The BBC Academy offered a truly public service session entitled ‘Online and Social Media in TV,’ without mentioning any specific brands. Here the lesson for programme makers was that social media and online presence need to be ‘baked into the format’ of a programme and to speak in its voice. Downton Abbey was given as a model, as was Dr Who, which maintains fan attention even when the series is off the air. The advice was to avoid expensive bespoke apps or silly games and to rely on Facebook and Twitter as a default. Small indies who might struggle were advised to seek partners in reaching the 24 million users a day of Facebook in the United Kingdom.

At the television festival the previous year, a Netflix executive told delegates how his company used “taste based algorithms” to develop original programming for online subscription viewing. Ted Shandros tipped their forthcoming House of Cards as a new hit built on a new model. This year its star was fêted and its example universally admired.

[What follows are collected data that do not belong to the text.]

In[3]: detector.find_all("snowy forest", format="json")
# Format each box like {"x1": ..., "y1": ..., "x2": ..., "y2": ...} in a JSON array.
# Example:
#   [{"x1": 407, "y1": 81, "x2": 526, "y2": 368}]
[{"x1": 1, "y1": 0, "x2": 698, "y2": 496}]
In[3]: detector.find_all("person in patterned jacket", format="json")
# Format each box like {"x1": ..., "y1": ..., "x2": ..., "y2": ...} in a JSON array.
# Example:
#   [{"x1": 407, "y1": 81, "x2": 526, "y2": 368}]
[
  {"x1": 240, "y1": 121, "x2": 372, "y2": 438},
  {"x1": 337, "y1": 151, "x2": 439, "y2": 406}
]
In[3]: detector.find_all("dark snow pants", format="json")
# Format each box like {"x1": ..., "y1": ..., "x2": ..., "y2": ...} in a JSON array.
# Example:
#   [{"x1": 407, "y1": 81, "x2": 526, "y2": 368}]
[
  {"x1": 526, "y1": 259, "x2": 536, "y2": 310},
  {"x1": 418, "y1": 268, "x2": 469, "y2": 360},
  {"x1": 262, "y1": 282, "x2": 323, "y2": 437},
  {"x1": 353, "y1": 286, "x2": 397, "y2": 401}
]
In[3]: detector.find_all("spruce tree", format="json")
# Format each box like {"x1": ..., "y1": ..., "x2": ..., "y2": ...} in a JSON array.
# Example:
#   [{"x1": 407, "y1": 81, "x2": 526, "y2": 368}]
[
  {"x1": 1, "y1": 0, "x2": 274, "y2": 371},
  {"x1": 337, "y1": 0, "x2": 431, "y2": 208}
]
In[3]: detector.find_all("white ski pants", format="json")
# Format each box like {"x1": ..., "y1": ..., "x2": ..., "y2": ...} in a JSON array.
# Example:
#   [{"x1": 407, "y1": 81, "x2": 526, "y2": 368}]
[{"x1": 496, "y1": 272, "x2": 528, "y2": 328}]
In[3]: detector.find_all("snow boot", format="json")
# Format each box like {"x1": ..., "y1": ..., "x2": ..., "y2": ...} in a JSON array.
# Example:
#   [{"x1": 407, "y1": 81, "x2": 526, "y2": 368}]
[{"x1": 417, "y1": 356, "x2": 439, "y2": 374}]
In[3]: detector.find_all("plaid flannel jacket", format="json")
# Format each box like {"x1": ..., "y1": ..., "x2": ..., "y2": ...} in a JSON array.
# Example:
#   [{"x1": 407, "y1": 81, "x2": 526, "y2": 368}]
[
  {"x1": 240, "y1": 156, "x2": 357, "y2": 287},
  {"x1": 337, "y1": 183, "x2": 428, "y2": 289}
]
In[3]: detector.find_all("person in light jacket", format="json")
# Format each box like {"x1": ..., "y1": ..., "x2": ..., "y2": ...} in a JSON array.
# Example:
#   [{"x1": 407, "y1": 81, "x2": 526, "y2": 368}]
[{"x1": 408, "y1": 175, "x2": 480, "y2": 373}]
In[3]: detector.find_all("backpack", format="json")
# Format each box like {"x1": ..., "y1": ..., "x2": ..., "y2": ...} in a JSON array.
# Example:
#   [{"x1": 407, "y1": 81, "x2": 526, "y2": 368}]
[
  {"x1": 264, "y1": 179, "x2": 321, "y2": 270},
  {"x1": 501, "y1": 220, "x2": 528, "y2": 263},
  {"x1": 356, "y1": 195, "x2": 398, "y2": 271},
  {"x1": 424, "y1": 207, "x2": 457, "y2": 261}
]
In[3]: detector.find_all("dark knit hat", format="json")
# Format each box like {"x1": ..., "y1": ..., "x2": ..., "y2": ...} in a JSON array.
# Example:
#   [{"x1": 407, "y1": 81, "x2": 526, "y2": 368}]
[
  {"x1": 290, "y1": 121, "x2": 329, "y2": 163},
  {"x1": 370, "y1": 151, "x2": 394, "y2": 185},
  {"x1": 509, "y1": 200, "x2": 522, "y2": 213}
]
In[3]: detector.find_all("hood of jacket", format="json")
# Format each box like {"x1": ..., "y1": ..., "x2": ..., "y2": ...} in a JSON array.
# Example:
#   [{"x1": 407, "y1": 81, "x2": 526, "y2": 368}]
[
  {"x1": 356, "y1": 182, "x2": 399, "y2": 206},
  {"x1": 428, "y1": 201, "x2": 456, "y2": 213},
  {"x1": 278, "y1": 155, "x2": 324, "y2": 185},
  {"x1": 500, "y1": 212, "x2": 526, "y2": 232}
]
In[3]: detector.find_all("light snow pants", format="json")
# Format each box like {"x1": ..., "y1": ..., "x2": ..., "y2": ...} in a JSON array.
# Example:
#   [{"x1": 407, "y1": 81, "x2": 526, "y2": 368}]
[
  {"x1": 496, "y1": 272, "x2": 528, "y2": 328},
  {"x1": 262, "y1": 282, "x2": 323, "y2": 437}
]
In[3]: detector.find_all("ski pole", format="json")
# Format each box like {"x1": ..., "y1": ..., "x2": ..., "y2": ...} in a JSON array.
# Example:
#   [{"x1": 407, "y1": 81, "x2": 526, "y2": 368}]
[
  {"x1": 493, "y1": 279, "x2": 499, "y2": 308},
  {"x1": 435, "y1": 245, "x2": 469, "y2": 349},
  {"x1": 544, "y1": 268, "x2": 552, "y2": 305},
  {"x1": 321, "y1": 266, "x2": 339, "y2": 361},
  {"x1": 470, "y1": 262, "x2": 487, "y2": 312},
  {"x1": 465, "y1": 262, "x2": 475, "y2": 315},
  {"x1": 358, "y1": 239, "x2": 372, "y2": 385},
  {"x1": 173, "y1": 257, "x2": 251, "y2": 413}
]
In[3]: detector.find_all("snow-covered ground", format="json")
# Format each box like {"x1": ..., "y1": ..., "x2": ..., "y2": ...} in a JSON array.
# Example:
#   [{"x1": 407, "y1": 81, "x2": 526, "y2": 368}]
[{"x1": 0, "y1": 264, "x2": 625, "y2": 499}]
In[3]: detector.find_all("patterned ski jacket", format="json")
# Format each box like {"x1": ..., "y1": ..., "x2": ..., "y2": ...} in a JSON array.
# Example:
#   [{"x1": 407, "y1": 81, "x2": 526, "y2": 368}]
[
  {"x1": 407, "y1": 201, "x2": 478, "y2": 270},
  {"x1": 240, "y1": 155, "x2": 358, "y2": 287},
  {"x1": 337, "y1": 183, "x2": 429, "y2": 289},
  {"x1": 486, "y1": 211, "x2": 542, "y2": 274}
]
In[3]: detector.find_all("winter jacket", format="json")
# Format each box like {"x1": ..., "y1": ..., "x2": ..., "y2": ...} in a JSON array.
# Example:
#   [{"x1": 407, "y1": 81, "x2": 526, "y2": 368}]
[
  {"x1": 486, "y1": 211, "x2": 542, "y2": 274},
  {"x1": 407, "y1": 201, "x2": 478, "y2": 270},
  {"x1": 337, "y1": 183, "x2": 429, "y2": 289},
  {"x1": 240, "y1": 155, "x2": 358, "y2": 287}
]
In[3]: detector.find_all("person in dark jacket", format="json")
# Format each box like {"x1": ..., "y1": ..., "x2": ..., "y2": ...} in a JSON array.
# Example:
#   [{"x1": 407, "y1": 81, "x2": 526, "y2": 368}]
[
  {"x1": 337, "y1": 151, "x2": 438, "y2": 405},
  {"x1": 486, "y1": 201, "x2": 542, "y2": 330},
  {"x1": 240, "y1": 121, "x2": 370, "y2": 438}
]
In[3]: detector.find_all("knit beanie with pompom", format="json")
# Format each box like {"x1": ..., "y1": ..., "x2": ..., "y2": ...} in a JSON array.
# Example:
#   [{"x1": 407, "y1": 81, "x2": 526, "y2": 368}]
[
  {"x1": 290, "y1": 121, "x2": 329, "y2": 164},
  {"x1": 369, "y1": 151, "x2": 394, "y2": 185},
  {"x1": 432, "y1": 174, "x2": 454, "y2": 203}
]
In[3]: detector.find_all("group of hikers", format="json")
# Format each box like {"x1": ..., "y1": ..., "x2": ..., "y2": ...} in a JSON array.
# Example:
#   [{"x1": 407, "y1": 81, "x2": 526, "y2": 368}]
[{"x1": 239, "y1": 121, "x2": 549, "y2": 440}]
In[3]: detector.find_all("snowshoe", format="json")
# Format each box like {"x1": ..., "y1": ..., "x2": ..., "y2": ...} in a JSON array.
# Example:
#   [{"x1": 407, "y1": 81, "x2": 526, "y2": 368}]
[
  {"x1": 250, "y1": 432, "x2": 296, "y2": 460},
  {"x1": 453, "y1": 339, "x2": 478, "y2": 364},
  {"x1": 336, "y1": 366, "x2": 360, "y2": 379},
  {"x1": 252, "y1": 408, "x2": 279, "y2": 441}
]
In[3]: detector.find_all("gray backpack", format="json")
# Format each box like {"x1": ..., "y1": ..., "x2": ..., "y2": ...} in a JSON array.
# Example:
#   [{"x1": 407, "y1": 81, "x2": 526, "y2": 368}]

Kevin Spacey’s MacTaggart Lecture avoided the warnings of the last two years. Instead of the admonitions we had from both Eric Schmidt and Elisabeth Murdoch, Spacey was accepting and approving:

“If you are watching a film on your television, is it no longer a film because you’re not watching it in the theatre? If you watch a TV show on your iPad is it no longer a TV show? The device and length are irrelevant,” he said. “The labels are useless — except perhaps to agents and managers and lawyers who use these labels to conduct business deals. For kids growing up now there’s no difference watching Avatar on an iPad or watching YouTube on a TV and watching Game of Thrones on their computer. It’s all content. It’s all story.”

Let the talent flourish and all else follows was the line of the first actor to speak from the McTaggart podium. Television is in a new golden age, aided, not hindered, by the new distribution possibilities.

Recounting his experience of pitching the remake of House of Cards he said all the American television networks wanted a pilot. “Netflix was the only network that said: ‘We believe in you. We’ve run our data and it tells us our audience would watch this series. We don’t need you to do a pilot. How many episodes do you want to do?'”

By comparison, he said, last year 113 pilots were made, 35 of those went to air, 13 were renewed and there are not many of those left. This year, 146 pilots were shot, 56 have gone to series and we do not know the outcome of those yet. The cost of these pilots is around 300-400 million dollars a year.

He said the Netflix model of releasing the entire season of House of Cards at once has proved one thing — the audience wants control. “The challenge is can we create an environment where executives, those who live in data and numbers, are emboldened and empowered to take risks, experiment and be prepared to fail by aiming higher rather than playing safe?”

The morning after the opening party, bad tempers were on display at the session on Big Data. More than a little scepticism came from television folk: What was it? How was it different from BARB panel data? What were examples of using it to make editorial or creative decisions? To be fair, aside from some generalisations about the shopping habits of Tesco Club Card holders, there was no meat. It might have been interesting to hear from Netflix what data it used to decide to recommission Hemlock Grove when conventional wisdom would have killed it off, or to hear what precise data they used to decide to green light House of Cards.

Certainly it was good to see what is happening around the edges of traditional broadcast television, to celebrate a headline success from the new world in House of Cards which broadcasters could understand and relate to. It was important to be reminded that whatever the delivery technology, talent is crucial. Television can be easily promoted using social media and content developed, researched and distributed online but good ideas and raw talent will always be needed.

Highlights of the Guardian Edinburgh International Television Festival, including Kevin Spacey’s speech, are available on YouTube.